Seton Hill men prepare for 2nd year in PSAC
With 11 of its 13 players in their sophomore or freshman seasons, the Seton Hill men’s basketball team will be young this year.
But for Griffins coach Tony Morocco, that youth is a point of optimism.
“I’m very optimistic,” he said. “It’s a nice club, it’s a good group of kids, good students. We’re just young. We’ve got to come together, we’ve got to get more reps. It’s like anything else, the more you do something correctly the better it is.”
“Our freshmen are excellent,” added junior guard Kameron Taylor. “They’re hard working, they listen. Sometimes you get those freshmen where they think they know it all.

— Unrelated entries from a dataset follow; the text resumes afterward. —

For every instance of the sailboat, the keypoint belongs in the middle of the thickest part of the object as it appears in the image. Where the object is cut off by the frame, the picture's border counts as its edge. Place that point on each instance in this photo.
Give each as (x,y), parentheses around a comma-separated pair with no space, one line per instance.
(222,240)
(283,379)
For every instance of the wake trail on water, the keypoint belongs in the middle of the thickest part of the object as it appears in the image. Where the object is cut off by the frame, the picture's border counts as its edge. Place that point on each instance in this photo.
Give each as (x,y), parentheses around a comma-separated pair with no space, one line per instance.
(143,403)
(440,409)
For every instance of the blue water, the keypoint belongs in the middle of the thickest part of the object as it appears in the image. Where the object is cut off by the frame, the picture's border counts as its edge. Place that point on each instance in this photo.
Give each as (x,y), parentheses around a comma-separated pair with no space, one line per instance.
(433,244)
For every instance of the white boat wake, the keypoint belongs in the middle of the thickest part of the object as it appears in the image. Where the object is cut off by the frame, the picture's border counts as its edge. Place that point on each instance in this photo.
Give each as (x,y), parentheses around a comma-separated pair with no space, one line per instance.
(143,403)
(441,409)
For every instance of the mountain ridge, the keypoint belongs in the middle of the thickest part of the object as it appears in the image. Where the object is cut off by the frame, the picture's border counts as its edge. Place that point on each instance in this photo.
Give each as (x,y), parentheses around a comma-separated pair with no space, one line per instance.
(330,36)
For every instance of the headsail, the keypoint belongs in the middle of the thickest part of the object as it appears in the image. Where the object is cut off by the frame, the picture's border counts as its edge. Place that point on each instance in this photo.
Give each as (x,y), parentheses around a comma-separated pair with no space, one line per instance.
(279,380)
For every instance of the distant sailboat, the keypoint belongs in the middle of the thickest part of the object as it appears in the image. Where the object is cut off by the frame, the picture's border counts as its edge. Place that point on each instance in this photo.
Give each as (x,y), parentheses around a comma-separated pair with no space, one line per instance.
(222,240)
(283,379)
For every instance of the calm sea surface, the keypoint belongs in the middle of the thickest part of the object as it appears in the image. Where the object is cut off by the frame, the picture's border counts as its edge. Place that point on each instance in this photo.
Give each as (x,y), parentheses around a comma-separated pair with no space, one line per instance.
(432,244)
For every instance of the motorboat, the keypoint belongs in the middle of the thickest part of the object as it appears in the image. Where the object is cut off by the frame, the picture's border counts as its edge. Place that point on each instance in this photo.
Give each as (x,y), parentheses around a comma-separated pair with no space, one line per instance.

That is definitely not the case with our freshmen.”
Taylor and senior guard David Windsor are the elder statesmen of the team, and will be heavily relied upon as two of the top returning scorers from last year’s squad.
“Me and David Windsor have to step up and lead,” Johnson said. “We definitely have a young team so it’s up to us to work with them in practice and help them transition from the physicality from high school to college play.”
“Both kids are very well schooled coming out of storied programs,” Morocco added. “They’re both excellent players.”
Noah Davis, Spencer Casson and Nebojsa Stanojevic will provide quality minutes in the frontcourt as the Griffins look to improve on their first round playoff exit from last year, and while it might be young, Morrocco said he likes his team.
“We’re coming out to be fundamental and play our style and if we can impose our style on our opponent for 40 minutes then I think we’re going to be successful,” he said.
The adjustment to the college game or to an increased workload might take some time for the Griffins, but playing in the PSAC, a league Morocco called one of the two best leagues in the country, doesn’t afford them that luxury.
“This team is developing and we’re building,” he said. “With this many young kids you’re going to have young mistakes in the early part of the season, and we just have to have patience and build.”
Alex Oltmanns is a freelance writer.